The new uniform replaces the now-used shirt and tie with blue polo shirts made from polyester, bamboo and carbon fibre that are lightweight and durable.
Two-tone soft shell jackets will replace the current fleece on issue, waterproof jackets will replace the navy jacket currently on issue, and new style cargo pants will replace the current trousers.
A new kit bag will also be issued, as well as a base layer of a wicking t-shirt, thermal t-shirt and long johns.
It will the first time the operational uniform will feature the Garda Crest.
Over the next few weeks, the uniform will be delivered to over 13,000 uniform members of An Garda Síochána of Garda, Sergeant and Inspector ranks.
The uniform for senior officers, from Superintendent up to Commissioner, remains the same, as does the distinctive cap for all officers, and members will continue to wear shirts and ties on formal occasions.

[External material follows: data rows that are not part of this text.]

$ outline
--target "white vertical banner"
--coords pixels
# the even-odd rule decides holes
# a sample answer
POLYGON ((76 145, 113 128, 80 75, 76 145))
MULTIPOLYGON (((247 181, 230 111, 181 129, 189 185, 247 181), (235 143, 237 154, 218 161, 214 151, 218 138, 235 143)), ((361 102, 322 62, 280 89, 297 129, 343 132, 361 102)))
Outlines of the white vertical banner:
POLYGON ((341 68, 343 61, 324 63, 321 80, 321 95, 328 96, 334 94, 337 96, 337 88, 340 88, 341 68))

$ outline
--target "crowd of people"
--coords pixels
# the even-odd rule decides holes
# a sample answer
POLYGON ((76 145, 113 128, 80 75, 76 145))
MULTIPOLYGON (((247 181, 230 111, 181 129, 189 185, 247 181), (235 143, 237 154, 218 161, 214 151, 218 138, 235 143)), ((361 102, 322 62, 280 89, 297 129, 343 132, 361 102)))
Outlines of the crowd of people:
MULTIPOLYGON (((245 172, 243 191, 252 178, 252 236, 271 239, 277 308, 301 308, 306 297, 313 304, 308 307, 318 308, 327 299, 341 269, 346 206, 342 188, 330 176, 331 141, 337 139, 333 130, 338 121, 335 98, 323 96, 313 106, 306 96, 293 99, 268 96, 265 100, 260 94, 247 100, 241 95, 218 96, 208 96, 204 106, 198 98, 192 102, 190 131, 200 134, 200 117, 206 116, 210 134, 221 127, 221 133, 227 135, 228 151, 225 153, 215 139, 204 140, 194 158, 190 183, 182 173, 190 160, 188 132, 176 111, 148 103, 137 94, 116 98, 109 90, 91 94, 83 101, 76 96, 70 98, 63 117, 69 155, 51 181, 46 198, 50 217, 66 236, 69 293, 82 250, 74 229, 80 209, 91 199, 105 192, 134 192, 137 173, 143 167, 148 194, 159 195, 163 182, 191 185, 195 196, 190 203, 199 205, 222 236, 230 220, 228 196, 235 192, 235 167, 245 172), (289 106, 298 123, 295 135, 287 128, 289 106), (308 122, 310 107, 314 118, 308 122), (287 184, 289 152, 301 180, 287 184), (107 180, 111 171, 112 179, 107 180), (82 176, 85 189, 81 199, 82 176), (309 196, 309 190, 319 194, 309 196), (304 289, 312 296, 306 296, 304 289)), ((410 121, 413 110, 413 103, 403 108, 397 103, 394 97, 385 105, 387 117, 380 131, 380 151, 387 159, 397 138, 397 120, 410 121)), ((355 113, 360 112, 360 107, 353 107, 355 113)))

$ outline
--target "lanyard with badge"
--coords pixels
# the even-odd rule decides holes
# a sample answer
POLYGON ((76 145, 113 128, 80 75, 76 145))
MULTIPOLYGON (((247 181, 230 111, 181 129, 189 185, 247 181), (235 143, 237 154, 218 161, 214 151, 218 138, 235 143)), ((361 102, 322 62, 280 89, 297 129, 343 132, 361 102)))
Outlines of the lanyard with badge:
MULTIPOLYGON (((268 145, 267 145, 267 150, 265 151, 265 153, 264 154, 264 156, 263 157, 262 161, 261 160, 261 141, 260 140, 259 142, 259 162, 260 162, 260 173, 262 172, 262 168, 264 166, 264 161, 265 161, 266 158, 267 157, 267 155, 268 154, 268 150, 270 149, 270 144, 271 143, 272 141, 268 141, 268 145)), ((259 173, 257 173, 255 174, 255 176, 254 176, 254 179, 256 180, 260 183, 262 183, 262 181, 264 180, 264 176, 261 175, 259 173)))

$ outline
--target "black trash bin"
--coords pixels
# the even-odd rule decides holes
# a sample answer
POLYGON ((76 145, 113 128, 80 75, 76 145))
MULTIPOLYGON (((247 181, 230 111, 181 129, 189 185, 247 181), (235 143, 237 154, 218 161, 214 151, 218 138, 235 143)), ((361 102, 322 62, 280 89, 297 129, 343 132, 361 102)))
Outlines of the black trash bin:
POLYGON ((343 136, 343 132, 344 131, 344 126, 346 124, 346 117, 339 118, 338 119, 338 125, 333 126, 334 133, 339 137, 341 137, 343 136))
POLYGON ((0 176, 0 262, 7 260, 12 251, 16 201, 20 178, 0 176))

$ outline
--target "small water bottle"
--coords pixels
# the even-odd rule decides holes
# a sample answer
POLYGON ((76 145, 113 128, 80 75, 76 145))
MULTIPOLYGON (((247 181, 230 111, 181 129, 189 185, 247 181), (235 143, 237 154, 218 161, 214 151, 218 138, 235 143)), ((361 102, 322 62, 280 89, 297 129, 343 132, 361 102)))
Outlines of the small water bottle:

Over 6,500 members of An Garda Síochána contributed to the findings of a Garda Cultural Audit in 2018 which led to the creation of the new uniform which aims to be contemporary and incorporate elements such as durability, protection and functionality.
This will be the third time that a formal upgrade of the uniform takes place, just as the force approaches its 100th anniversary of its establishment, with the organisation previously updating its uniform policy to embrace the wearing of official headwear for religious and cultural reasons and beliefs including Turban, Kufi, Topi, Kippah, or Hijab.
The new uniform has already been undergoing a pilot in Tallaght, Bunclody and Henry Street stations in Dublin.
Introducing the uniform to members in a brochure, Garda Commissioner Drew Harris said the operational uniform now reflects the organisation's undertaking of a "major process of modernisation".
He also said the "unique identity of members of An Garda Síochána and the colours most recognised by the public" has been preserved.
"We are all working to ensure that Ireland’s national police and security service remains best placed to meet the needs of an evolving society, and embracing this re-designed, modern uniform is a visual representation of a new era in policing," he said.
Harris will announce a formal 'go-live' date for when the new uniform becomes operational, currently expected to be in 2022.
Just last week, the PSNI also unveiled a new uniform for its members.